Credential stuffing, in the past, was used for targeting online services such as online gaming, video streaming, or food delivery businesses. However, with an ever-increasing success rate of this tactic, several professional hackers have started adopting this method. Recently, the FBI issued a security advisory about the increasing use of credential stuffing attacks against financial institutions.
The ongoing trend
Hacking groups have now started using credential stuffing to target financial service providers, such as banks, insurance companies, investment firms, cryptocurrency exchanges, and online banking services to steal financial assets.
The attackers try to identify multi-accounts across different financial services, where users may have reused the same passwords. In case the same password is reused by a user, attackers can gain access to their other accounts and attached resources.
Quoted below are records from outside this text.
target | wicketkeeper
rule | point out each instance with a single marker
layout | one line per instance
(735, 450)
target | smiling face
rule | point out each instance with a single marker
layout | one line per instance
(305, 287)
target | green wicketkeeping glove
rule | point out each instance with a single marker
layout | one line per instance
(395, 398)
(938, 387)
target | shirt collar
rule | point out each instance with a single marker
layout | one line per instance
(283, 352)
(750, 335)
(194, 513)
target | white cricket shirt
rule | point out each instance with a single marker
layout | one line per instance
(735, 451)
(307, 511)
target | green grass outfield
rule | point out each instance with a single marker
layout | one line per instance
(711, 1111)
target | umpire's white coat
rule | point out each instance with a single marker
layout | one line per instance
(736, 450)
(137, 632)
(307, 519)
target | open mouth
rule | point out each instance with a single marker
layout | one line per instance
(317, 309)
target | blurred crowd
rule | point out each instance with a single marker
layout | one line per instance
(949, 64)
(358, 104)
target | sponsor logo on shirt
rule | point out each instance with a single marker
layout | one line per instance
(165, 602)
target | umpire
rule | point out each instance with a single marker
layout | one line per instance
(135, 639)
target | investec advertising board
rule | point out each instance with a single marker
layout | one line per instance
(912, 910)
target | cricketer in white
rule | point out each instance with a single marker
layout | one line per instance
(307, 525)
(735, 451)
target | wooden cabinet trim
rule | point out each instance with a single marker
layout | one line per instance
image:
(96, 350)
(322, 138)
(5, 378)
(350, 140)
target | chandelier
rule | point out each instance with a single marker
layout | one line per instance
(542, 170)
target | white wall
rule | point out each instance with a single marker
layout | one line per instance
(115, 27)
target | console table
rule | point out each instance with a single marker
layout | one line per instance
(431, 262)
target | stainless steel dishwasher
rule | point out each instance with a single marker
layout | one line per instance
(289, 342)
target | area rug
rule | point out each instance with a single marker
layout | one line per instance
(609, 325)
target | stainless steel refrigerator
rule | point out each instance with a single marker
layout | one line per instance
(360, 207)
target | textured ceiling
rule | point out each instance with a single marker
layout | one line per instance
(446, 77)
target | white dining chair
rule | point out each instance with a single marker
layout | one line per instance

Several attacks targeted the APIs used by financial services as such systems often fail to implement the multi-factor authentication.
Over the past few years, these successful attacks have led to multi-million dollar losses at some organizations.
Increasing prevalence of credential stuffing
Lately, credential stuffing attacks have accounted for the greatest volume of cyberattacks.
According to an FBI report, in July, a mid-sized U.S. financial organization became the target of a continuous stream of credential stuffing attacks, possibly carried out with help of automated bots.
Between January and August, hackers used aggregation software to link actor-controlled accounts to legitimate customer accounts belonging to the same financial institution for fraudulent fund transfer activities, resulting in losses of more than $3.5 million.
In April, multiple account details related to Chase, Citibank, and other financial institutions were gathered through credential stuffing attacks on relevant Zoom accounts.
Closing words
The FBI alert warns all the financial organizations to take immediate steps for safety against credential stuffing attacks. However, looking at the way attackers are trying new tactics across different sectors, it can be said that not only the organizations active in the financial vertical but all industry verticals should take protective measures about the ever-growing threat of credential stuffing.